Ernesto Pujol, ‘Time After Us’ This one-day performance also took place outside the art world, at St. Paul’s Chapel in Lower Manhattan, which, in 2001, was a refuge for emergency workers responding to the attacks on the World Trade Center. The event had 24 performers — dancers, actors and visual artists, along with Mr. Pujol — and lasted without a break for 24 hours. Silent, dressed in white, the participants simply walked counterclockwise and backward in an expanding and contracting circle in the center of the church. No spectacle, no props, no expense. Viewers, most of them tourists visiting ground zero, wandered in from the street. Many lingered. I had planned on a quick trip but stayed for two hours. I was in a sense still there when, just before falling asleep in my apartment late that night, I remembered that Mr. Pujol and company were at that very moment still in the church silently circling. I loved that.

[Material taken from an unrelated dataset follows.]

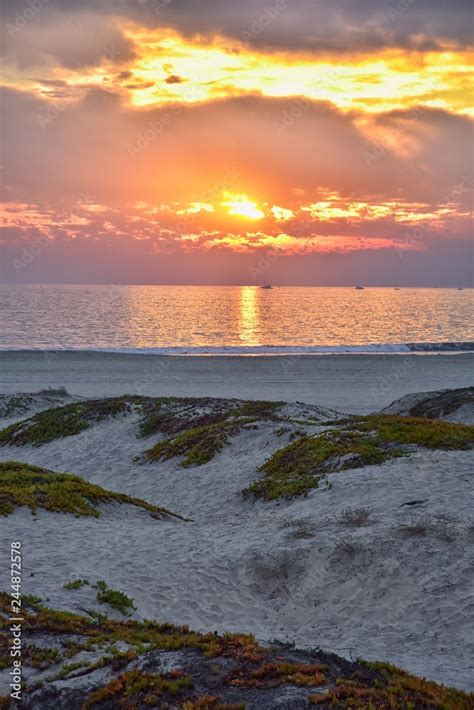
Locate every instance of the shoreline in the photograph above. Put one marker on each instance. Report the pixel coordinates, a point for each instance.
(352, 383)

Detroit Institute of Arts I hated the news coming in throughout the year, like a bad dream, of the threatened dissolution of the Detroit Institute of Arts. Detroit is broke. Creditors are pounding at the door. The institute, one of the country’s great old museums, has a valuable collection, a chunk of which the city could possibly legally sell. That such a move would even be considered is a civic outrage, a trashing of the city’s future to plug some holes in its present. If it proves that the worst seems about to happen, the art world should get itself out to Detroit en masse and put its communal spirit to good use: Form a human circle around the building and, in one voice, just say no.